7. In sitting around the dinner table with your child, find out what he or she has been thinking about, how he or she is feeling, what she is up to, what her priorities may be today. Eating together is a great way to get to know your child and her concerns, not to mention how he or she is feeling about food and eating. Never model behavioral (food or exercise related) extremes of any kind.

8. Listen for any negative comments your child may make about body shape or size. If you hear concerns, don’t negate them, but rather initiate discussion about how she feels she might look better and why her concerns.

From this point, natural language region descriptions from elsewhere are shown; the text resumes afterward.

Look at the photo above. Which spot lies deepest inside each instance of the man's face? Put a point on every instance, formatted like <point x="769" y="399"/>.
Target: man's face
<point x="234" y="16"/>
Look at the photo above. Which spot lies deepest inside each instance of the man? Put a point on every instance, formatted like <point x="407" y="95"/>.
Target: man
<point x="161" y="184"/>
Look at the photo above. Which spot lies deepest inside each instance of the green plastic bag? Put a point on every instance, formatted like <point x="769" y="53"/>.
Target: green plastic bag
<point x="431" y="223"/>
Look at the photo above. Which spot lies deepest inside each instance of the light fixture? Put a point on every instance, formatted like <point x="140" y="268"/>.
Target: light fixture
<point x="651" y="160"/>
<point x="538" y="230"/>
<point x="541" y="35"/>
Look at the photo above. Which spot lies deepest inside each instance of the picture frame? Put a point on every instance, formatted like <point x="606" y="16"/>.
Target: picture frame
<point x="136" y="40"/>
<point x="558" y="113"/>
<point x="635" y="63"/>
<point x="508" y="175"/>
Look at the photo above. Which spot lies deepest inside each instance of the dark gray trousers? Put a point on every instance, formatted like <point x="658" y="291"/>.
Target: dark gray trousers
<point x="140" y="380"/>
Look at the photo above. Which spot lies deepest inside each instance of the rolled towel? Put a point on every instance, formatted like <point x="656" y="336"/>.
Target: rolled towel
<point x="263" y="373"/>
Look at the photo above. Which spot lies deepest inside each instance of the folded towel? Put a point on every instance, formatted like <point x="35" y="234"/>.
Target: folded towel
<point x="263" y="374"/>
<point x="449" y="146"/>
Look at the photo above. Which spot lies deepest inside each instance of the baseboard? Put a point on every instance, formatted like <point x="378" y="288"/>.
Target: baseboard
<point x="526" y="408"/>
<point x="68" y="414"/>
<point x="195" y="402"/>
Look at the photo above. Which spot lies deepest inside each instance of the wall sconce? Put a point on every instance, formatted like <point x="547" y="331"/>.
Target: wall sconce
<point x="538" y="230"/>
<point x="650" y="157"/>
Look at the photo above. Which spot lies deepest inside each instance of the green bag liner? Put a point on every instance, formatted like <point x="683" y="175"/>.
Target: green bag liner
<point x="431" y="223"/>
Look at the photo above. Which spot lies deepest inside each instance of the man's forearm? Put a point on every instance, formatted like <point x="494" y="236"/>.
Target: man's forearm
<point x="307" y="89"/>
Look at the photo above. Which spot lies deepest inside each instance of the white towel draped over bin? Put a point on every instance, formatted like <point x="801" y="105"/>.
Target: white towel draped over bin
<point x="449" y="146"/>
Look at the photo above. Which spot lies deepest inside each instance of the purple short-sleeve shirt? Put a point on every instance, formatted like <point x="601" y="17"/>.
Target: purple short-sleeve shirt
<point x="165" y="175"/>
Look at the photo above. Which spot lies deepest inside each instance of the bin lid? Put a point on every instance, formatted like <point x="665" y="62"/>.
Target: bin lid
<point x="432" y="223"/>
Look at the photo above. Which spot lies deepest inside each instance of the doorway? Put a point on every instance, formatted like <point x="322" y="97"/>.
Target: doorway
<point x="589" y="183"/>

9. Educate your child about the wise reliability of well cared-for bodies… how normal it is for girls to put on 20% of body weight in fat during puberty, how certain aspects of our body image qualities lay within our control (such as good nutrition and exercise) and others do not (genetics and heredity), and how dangerous dieting can be.

10. Be careful not to complain about your own weight and body image concerns in front of your child.

11. Develop in your child a critical “immunity” to media messages. Teach her to see through the subliminal and subversive messages. Cancel your subscriptions to fashion magazines and weight- focused women’s magazines. Turn off the television, especially during meals.

12. Respect your child’s hunger and satiety. Eliminate the “clean plate club.” Though you as a parent are responsible for providing nutritious and varied foods and for expecting your child to eat them, do not attempt to limit or control the amounts your child eats. Compared with mothers of girls with no eating problems, mothers of girls who become bulimic tend to restrict what their daughters eat, encourage them to diet and exercise to lose weight and to perceive them as overweight, according to a 1993 study at the University of Missouri.

Do not succumb to the commonly held and misconceived fear that kids are born spontaneously competent and that parental input as the child matures becomes superfluous and interfering. Your child needs you as much in her adolescence as she did as an infant, if not more. Though the quality and nature of the parent/child attachment will change through time and life stages, the connection must never fail.